Le Fomento donne la priorité aux processus de recherche continue et aux actions socialement ancrées plutôt qu’aux spectacles et événements ponctuels — c’est-à-dire à des projets qui ne sont pas adaptés à une logique de soutien économique et financier reposant sur la loi du marché. Il n’y a pas de modèle de projet préétabli ; au contraire, les troupes sont libres de les concevoir, en termes artistiques (la recherche et la création de spectacles) mais également sociaux (des stratégies pour aborder et établir un dialogue avec la population), pour autant que les projets respectent le cadre budgétaire établi pour chaque édition et soient réalisées dans un délai maximum de deux ans (PUPPO, 2012a). Pour garantir l’équité dans l’évaluation et la sélection des projets, le principe de commissions mixtes de sélection – renouvelées à chaque édition – a été choisi. Ces commissions sont composées de trois membres désignés par la société civile et de quatre membres choisis par le secrétaire à la Culture de la ville (KINAS, 2010). Bien que la municipalité dispose de la majorité des sièges, la présence de membres de la société civile garantit la transparence des choix.
Un bilan
Jusqu’en 2020, la municipalité a soutenu, par le biais du Fomento, 518 projets (réalisés par 162 groupes), aux répercussions multiples et représentant un phénomène unique dans l’histoire du théâtre brésilien. Pendant près de vingt ans, l’évaluation du programme a traversé des moments d’enthousiasme fluctuant qui peuvent être résumés par les termes suivants : enchantement, limites, différends et menaces. Cette terminologie représente un outil analytique plutôt qu’une périodisation, mais peut correspondre à une certaine évolution chronologique (à quelques exceptions près)4.

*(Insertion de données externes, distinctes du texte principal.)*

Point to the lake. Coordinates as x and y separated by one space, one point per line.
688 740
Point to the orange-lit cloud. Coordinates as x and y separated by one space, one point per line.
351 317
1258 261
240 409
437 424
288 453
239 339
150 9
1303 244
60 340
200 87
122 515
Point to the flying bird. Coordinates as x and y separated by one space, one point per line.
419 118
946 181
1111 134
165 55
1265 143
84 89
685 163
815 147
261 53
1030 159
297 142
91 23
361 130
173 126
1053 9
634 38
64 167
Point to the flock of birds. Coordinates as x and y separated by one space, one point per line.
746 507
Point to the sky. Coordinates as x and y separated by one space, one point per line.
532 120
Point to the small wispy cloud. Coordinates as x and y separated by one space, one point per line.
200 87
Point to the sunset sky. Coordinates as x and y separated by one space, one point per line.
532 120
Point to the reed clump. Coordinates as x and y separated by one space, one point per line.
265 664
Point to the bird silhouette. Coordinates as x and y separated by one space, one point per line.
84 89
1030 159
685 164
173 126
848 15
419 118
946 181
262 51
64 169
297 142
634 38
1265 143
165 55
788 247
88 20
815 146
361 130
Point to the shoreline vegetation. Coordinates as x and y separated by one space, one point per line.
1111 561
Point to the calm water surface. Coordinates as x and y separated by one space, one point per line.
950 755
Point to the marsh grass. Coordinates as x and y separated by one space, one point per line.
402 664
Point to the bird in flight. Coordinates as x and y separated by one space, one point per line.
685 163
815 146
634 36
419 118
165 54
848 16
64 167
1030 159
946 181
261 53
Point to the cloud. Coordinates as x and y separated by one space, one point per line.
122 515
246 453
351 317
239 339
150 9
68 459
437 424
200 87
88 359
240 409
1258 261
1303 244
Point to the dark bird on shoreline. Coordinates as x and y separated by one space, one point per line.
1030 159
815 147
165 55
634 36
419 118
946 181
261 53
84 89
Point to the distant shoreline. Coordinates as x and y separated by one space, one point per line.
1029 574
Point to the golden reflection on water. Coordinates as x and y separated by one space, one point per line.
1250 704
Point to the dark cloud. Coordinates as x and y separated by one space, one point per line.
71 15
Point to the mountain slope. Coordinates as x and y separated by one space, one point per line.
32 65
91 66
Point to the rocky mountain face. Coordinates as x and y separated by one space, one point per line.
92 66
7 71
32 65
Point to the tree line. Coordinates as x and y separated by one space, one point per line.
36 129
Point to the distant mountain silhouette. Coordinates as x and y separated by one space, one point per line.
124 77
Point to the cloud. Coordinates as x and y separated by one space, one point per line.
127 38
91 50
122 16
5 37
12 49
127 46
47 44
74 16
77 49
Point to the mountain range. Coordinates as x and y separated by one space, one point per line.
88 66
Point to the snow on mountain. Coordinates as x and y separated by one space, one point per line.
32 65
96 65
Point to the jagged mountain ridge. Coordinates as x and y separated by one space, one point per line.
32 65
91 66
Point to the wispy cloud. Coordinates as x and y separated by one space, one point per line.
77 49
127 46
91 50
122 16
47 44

L’optimisme est le sentiment qui caractérise la première décennie. La satisfaction prédomine devant les réalisations qu’il a permises, en termes aussi bien qualitatifs que quantitatifs : en nombre de spectacles et d’événements qui y sont liés, de nouveaux grupos stables, d’implantation de ceux-ci et de publications consacrées aux arts de la scène (KINAS, 2010, p.7). La stabilité sans précédent permise par l’avènement du Fomento a favorisé le fait que les artistes puissent se consacrer professionnellement à l’activité théâtrale (COSTA, 2008) et aux groupes auxquels ils participent. Le teatro de grupo paulista a donc pu faire émerger des possibilités artistiques, sociales et politiques uniques, dotées d’une puissance d’invention et d’une force critique, cohérentes avec la réalité locale et plus proches de ses territoires et communautés (SANTOS, 2012) et, ainsi, se différencier des manières de faire du théâtre commercial.